Would quantizing to .gguf and using a terabyte of RAM help? 🙃

@nonetrix
Copy link

Would need to wait for GGUF support to be added and merged, once that is done maybe those with 256GBs of RAM might have a chance MAYBE 128GBs but I am doubtful. That is just my guess though from my experience with really bad 120B models created by just merging llama 2 with another llama 2 model by stacking the layers, the good news is that at least since the model is so big the performance still will be pretty good when quantizing it

@NeuroDonu
Copy link

if TheBloke is still doing model quantization, then you can ask him. I'll eventually try to do this, but I'm not sure it will work out well.

@nonetrix
Copy link

nonetrix commented Mar 17, 2024

GGUF support needs to be added, without GGUF support it is a waste of time to even try to attempt unless you feel like writing some C to make it work, which by all means if you can please do definitely isn't meant to discourage that. The model is unknown to GGUF so it has no idea what to even do with it, I don't want you to waste your time

@fakerybakery
Copy link

@nonetrix ggerganov/llama.cpp#6120

@nonetrix
Copy link

nonetrix commented Mar 17, 2024

Also #21 maybe we can get the older 33B model at least
edit: nope lol

@stduhpf
Copy link

stduhpf commented Mar 18, 2024

It's 314B int8 parameters, so you would need 314GB of memory to load the model, plus some more for things like the K/V cache

@rankaiyx
Copy link

I have a PC with 256G RAM, and I'm waiting for gguf.

@soulteary
Copy link

It’s time to start selecting and purchasing new large memory devices. :D

@nonetrix
Copy link

nonetrix commented Mar 18, 2024

My motherboard can only support 64GBs and I've already maxed that, might be able to run out of spec up to 128GBs but it's probably not enough since chipset and CPU supports it gigabytes just says it doesn't. Would have to get a threadripper workstation build just for 0.5 tokens a second
image

@Konard
Copy link

Konard commented Mar 18, 2024

I hope, we will get exact answers here: #62

@dockercore
Copy link

I have a PC with 16G RAM, and I'm waiting for gguf.

@nonetrix
Copy link

nonetrix commented Mar 20, 2024

Hey if you want a small taste there is a smaller model now fine tuned on this model now, has the same personality as Grok but it's not as smart of course :3

https://huggingface.co/HuggingFaceH4/mistral-7b-grok

@littlecat-dev
Copy link
Author

Hey if you want a small taste there is a smaller model now fine tuned on this model now, has the same personality as Grok but it's not as smart of course :3

https://huggingface.co/HuggingFaceH4/mistral-7b-grok

Wow, i will try, thanks!

@fakerybakery
Copy link

Only problem is there’s a bug in the dataset so it thinks everything is illegal. Also this model is a base model, not instruct tuned

@rankaiyx
Copy link

gguf has arrived!
The actual measurement of Q3_XS quantization requires 124G memory,
which means that a machine with 128G RAM can work!

@rankaiyx
Copy link

https://huggingface.co/Arki05/Grok-1-GGUF

$ ./main -m ../gguf/grok-1/grok-1-IQ3_XS-split-00001-of-00009.gguf -s 12346 -n 100 -t 32 -p "I believe the meaning of life is"

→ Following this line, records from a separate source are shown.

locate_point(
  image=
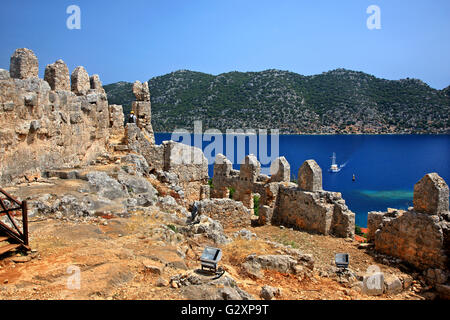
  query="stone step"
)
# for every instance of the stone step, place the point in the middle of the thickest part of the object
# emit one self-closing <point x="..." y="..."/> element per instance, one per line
<point x="121" y="147"/>
<point x="8" y="248"/>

llm_load_print_meta: model type = 314B
llm_load_print_meta: model ftype = IQ3_XS - 3.3 bpw
llm_load_print_meta: model params = 316.49 B
llm_load_print_meta: model size = 120.73 GiB (3.28 BPW)
llm_load_print_meta: general.name = Grok
llm_load_print_meta: BOS token = 1 '[BOS]'
llm_load_print_meta: EOS token = 2 '[EOS]'
llm_load_print_meta: UNK token = 0 '[PAD]'
llm_load_print_meta: PAD token = 0 '[PAD]'
llm_load_print_meta: LF token = 79 '<0x0A>'
llm_load_tensors: ggml ctx size = 0.81 MiB
llm_load_tensors: CPU buffer size = 16716.66 MiB
llm_load_tensors: CPU buffer size = 14592.75 MiB
llm_load_tensors: CPU buffer size = 14484.75 MiB
llm_load_tensors: CPU buffer size = 14901.35 MiB
llm_load_tensors: CPU buffer size = 14714.18 MiB
llm_load_tensors: CPU buffer size = 14493.75 MiB
llm_load_tensors: CPU buffer size = 14484.75 MiB
llm_load_tensors: CPU buffer size = 15250.88 MiB
llm_load_tensors: CPU buffer size = 3990.96 MiB

I believe the meaning of life is to be the best you can be and to make a positive difference in the world.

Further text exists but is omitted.